Se realizaron los sorteos para elegir los presidentes y vocales de las mesas electorales del próximo 22 de mayo, y las oficinas del Ayuntamiento de Úbeda (supongo que en otros lugares estará sucediendo lo mismo) son un hervidero de gente que protesta por haber sido elegido y qué pregunta por las causas que pueden alegar para excusarse: son legión los que ni por asomo quieren ocupar esos cargos. La política está tan desacreditada que entre la ciudadanía está calando la idea de que el simple hecho de sentarse en una mesa electoral, acompañado de apoderados e interventores de los partidos, lo convierte a uno en cómplice o algo así de los políticos, que se han convertido, por méritos propios, en una de las principales calamidades para los españoles.
Pero mientras la gente corriente y moliente procura huir de la política y de lo que tenga que ver con ella como si se tratase de la lepra, los políticos (ciegos y sordos pero no mudos) siguen a lo suyo. Ajenos, completamente ajenos, a la realidad: que Zapatero proclame sin empacho ni rubor que “miente como un bellaco el que diga que hemos hecho (se refiere a los socialistas) recortes”, es sólo un indicador más de que o los políticos nos consideran idiotas, o no tienen ni la más remota idea del sufrimiento instalado en miles de familias, o se ha olvidado ya de la congelación de las pensiones, el recorte del salario de los funcionarios o la reforma laboral. Y eso por no hablar de los casi cinco millones de parados que suma ya el país. Por desgracia, en la otra orilla no se atisban tampoco síntomas de sensatez o de realismo, y ahí tenemos a la derecha instalada en la bronca y buscando, sin escrúpulos, sacar rédito electoral de la lucha contra ETA. Pobre país.
Antes puede que las campañas aburriesen: ahora agotan. Agotan cívicamente, y hasta lo más hondo. Es imposible mantenerse firme en las convicciones cívicas si se hace un seguimiento de la campaña electoral. Uno sólo puede confiar en cierta regeneración del sistema político, en la recuperación de la cordura y la responsabilidad por parte de los políticos, en la devolución del poder político a la ciudadanía, uno sólo puede seguir considerándose ciudadano con convencimiento, si arranca las páginas de los periódicos que hablan de mítines, si cambia de cadena en cuanto la televisión nos muestra el rostro bobalicón de un político arrojando sandeces por la boca, si apaga la radio cuando entrevistan a cualquier candidato. Son tan previsibles, producen tanto cansancio, hablan tanto de cosas que no le importan a nadie más que a ellos, amparan con tanto convencimiento a sus corruptos, que es imposible votarlos. Realmente imposible.

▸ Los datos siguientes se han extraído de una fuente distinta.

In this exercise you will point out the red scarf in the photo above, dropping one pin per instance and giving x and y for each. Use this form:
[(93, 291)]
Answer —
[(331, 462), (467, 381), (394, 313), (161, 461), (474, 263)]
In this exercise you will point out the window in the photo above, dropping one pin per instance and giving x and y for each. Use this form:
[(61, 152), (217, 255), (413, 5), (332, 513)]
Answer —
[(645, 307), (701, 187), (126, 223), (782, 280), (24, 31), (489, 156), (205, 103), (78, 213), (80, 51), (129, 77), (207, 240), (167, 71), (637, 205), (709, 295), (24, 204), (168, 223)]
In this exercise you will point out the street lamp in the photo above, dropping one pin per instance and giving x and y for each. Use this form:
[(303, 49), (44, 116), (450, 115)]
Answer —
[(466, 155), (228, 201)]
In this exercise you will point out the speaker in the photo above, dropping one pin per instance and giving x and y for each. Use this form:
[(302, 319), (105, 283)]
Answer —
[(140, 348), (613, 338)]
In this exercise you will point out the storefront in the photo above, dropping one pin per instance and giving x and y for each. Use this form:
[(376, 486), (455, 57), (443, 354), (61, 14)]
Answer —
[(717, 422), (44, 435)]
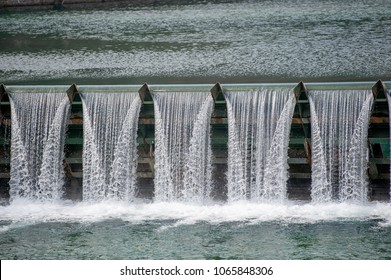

Y sin embargo hay que votar. Porque a lo único que no podemos renunciar es a ese derecho que tanto costó conseguir en nuestro país. Hay que votar, sí, porque se lo debemos a nuestros abuelos y a todos los que durante tantos años no pudieron hacerlo. Entiendo que cada día que pasa de campaña invita más a alejarse de las urnas, pero hay que sobreponerse a la vacuidad de los programas y los mítines y de las banderitas de plástico movidas por los leales. Pese a la campaña y pese a los políticos, hay que acudir a votar. No, desde luego, a votar con convencimiento: creo que es imposible mantener cierta decencia cívica y confiar en unas siglas políticas. Hay que votar por cabreo, contra alguien, contra todos, contra el que va en una lista y no nos gusta, cómo sea. Pero la campaña electoral, pensada para acosar y humillar y derrotar nuestra condición de ciudadanos libres, no puede hacernos renunciar a nuestro derecho a votar. No se merecen el voto, nuestro voto, pero mucho menos se merecen nuestro silencio. El 22 de mayo, mientras los políticos repiten machacones lo de la “fiesta de la democracia” (en la que ellos no creen) somos los ciudadanos los que tenemos la palabra. Que la palabra se transforme en un garrote, porque es justo y necesario.